"Going walkabout A walk could cure almost all my blues Bare feet or in my two shoes One, two I think I'll go on a walkabout Find out what it's all about, can't hurt to try Use your legs to rock it wide Take a ride to the other side"
– Walkabout, Red Hot Chilli Peppers
A walkabout is a journey of discovery and of self.
In earlier times, it was known as a rite of passage where male Aborigine adolescents would embark on a journey into the wilderness, sometimes for as long as six months. Studies indicate our ancestors walked around 12-15km per day.
As a working mother of three sons, one with significant challenges, I also go walkabout.
I need it to cope with the pressure and stress of a life which at times feels overwhelming.
Psychologists and researchers are finding more and more science-backed reasons we should go walkabout and spend time in nature.
It has a de-stressing effect, helps eliminate fatigue, fights depression and anxiety, lowers your blood pressure and improves your ability to focus.
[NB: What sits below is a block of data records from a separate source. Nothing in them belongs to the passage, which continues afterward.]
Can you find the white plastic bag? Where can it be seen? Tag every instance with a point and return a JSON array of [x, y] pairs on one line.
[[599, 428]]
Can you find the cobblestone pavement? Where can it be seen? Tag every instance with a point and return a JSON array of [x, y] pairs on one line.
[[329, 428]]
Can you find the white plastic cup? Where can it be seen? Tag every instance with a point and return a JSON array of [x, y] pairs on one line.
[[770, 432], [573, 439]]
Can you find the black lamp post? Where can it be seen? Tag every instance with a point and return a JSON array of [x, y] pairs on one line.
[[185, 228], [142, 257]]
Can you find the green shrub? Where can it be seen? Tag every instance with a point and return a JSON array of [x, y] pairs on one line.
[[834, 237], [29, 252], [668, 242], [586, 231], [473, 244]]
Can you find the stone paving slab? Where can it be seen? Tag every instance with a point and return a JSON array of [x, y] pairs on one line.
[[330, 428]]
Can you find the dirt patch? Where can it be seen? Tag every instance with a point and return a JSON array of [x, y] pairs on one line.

Outdoor time is associated with a lower risk of early death.
Contact with nature is critical for our physical, mental, social and spiritual health.
Parks and reserves protect green space for current and future generations, enabling people from all walks of life to go walkabout and connect with nature. They are also critically important for the conservation of our native plants and wildlife. Protected natural areas are fundamental to vibrant and healthy communities.
Taranaki is blessed with an abundance of places to go walkabout.
They range from easy walks lasting less than an hour to multi-day tramps.
Good places to start for information are the Department of Conservation and District Council websites and community conservation groups such as Experience Purangi and Rotokare Scenic Reserve Trust.
I look forward to seeing you on a walkabout. I will be the one trailing a small group of energetic boys with a pack full of supplies.